Kartini adalah seorang wanita cantik yang dipaksa kawin dengan rentenir Arab kaya raya. Perkawinan itu disebabkan ibunya yang melarat dan hutangnya membubung tinggi. Kartini menjadi orang yang kaya raya karena harta peninggalan suaminya, begitu juga dengan Rusli. Rusli adalah pemuda yang bekerja keras. Keduanya hidup sederhana dengan teman-teman yang tidak sedikit. Sedangkan Hasan adalah anak dari orang tua yang miskin dan pekerjaannya pun belum menghasilkan uang yang cukup.
Pernah Rusli mengundang Hasan makan malam di rumahnya. Kemudian Kartini memesan makanan di kedai milik Tionghoa. Dengan melinting rokok kawungnya, Rusli membicarakan perjalanan kerjanya ia juga banyak bergaul dengan kaum pergerakan dari segala bangsa.
Rusli bekerja di Singapura selama empat tahun. Di sana, ia belajar perkara politik. Bukan hanya membaca buku, tetapi Rusli juga bergaul dengan pergerakan internasional serta belajar ideologi kapitalis. Pemikiran Rusli tentang ideologi kapitalis itu pun merambat kepada Kartini, yang lambat laun membuat Kartini menjadi pribadi yang tegas dan radikal.
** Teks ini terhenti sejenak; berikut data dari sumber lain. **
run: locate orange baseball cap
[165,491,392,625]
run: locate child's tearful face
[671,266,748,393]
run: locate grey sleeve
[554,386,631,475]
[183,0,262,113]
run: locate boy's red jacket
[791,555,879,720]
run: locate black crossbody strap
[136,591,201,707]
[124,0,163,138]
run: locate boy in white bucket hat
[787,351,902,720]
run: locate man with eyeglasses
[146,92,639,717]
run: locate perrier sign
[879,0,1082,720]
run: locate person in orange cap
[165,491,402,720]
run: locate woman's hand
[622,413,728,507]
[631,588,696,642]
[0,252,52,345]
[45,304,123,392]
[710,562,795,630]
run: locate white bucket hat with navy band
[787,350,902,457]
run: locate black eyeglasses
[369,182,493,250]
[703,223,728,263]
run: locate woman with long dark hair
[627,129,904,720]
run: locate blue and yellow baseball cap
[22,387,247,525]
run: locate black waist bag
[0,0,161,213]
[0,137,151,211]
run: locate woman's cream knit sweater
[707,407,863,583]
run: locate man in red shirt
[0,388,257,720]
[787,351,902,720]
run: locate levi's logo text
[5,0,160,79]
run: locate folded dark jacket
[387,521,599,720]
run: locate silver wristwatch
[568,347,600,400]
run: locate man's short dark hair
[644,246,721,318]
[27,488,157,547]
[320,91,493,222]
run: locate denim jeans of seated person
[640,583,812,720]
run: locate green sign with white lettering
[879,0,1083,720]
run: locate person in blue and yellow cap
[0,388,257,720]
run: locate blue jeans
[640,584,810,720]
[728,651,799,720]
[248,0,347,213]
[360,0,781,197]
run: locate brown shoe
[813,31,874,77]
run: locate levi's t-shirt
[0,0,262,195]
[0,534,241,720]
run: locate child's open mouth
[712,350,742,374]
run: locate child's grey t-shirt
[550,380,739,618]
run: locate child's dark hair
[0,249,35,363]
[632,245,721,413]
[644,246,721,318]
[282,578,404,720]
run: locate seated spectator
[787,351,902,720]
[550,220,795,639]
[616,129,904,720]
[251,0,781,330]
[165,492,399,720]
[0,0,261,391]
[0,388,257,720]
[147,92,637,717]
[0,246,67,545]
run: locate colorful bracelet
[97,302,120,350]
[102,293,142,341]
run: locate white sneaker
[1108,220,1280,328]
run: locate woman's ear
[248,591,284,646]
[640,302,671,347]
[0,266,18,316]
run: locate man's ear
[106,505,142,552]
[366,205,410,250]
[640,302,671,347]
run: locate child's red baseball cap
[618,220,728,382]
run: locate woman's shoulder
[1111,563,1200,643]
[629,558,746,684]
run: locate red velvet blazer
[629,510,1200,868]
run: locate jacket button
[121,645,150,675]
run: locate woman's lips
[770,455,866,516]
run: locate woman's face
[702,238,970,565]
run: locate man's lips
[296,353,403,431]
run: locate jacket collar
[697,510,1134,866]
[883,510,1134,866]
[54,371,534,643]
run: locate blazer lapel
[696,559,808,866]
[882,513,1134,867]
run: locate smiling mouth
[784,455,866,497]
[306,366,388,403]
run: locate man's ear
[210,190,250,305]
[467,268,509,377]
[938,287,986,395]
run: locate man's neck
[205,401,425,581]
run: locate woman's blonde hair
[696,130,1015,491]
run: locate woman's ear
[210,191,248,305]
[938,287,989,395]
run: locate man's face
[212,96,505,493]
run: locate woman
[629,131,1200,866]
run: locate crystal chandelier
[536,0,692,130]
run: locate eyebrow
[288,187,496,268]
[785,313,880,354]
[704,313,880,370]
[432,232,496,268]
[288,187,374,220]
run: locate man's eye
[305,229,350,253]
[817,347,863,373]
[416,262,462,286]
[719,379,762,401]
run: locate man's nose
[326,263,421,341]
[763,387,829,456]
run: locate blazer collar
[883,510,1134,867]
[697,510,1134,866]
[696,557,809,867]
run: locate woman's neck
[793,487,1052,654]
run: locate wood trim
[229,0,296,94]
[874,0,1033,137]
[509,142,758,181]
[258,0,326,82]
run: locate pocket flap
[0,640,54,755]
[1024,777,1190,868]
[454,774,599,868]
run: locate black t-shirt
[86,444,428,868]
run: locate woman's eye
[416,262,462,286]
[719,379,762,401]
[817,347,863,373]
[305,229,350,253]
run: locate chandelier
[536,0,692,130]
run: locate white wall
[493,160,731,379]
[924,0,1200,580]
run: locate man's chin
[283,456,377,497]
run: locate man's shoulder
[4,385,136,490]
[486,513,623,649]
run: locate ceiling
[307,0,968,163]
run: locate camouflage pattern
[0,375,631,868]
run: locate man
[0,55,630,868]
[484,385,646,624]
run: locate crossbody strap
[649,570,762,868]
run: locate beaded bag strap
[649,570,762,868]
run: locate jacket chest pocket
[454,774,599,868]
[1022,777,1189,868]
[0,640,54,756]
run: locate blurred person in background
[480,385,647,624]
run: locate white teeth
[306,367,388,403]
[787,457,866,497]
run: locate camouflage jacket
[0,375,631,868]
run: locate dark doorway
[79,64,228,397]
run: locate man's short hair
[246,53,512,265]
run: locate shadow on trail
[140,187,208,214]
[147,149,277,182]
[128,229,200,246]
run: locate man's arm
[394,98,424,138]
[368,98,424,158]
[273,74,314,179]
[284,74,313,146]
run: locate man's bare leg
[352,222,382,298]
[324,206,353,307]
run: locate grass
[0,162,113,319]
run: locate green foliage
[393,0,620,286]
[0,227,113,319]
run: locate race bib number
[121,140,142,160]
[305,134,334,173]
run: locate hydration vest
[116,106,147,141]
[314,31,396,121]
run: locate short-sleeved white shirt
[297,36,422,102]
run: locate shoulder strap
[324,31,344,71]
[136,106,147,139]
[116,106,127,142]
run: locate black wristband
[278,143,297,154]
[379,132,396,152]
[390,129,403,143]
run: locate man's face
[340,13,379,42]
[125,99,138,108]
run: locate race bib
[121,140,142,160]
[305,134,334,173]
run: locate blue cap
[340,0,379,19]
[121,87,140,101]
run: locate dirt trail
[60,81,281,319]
Hasan lebih merasa aneh lagi ketika ia diajak berbicara soal etika feodal dan Borjuis. Lama kelamaan Hasan merasakan bahwa spiritisme Rusli harus diperbaiki. Seringnya pertemuan Hasan dengan Rusli, tidak membuat Rusli terpengaruh oleh ajakan Hasan. Namun malah sebaliknya. Hasan terbawa oleh kehidupan Rusli. Teman yang bermunculan satu persatu telah membawa Hasan jauh dari tujuan utamanya.
Di antaranya Anwar yang menyukai Kartini ̶̶ sama dengan Hasan. Keinginan Hasan bertemu Kartini membuatnya setiap hari harus menghabiskan waktu untuk mendengar pelajaran-pelajaran yang tidak pernah diajarkan oleh kedua orang tuanya. Hasan mulai tertarik pada madat seorang tokoh yang bernama Mark. Mereka juga sering menceritakan Caesar dan tentara Cleopatra.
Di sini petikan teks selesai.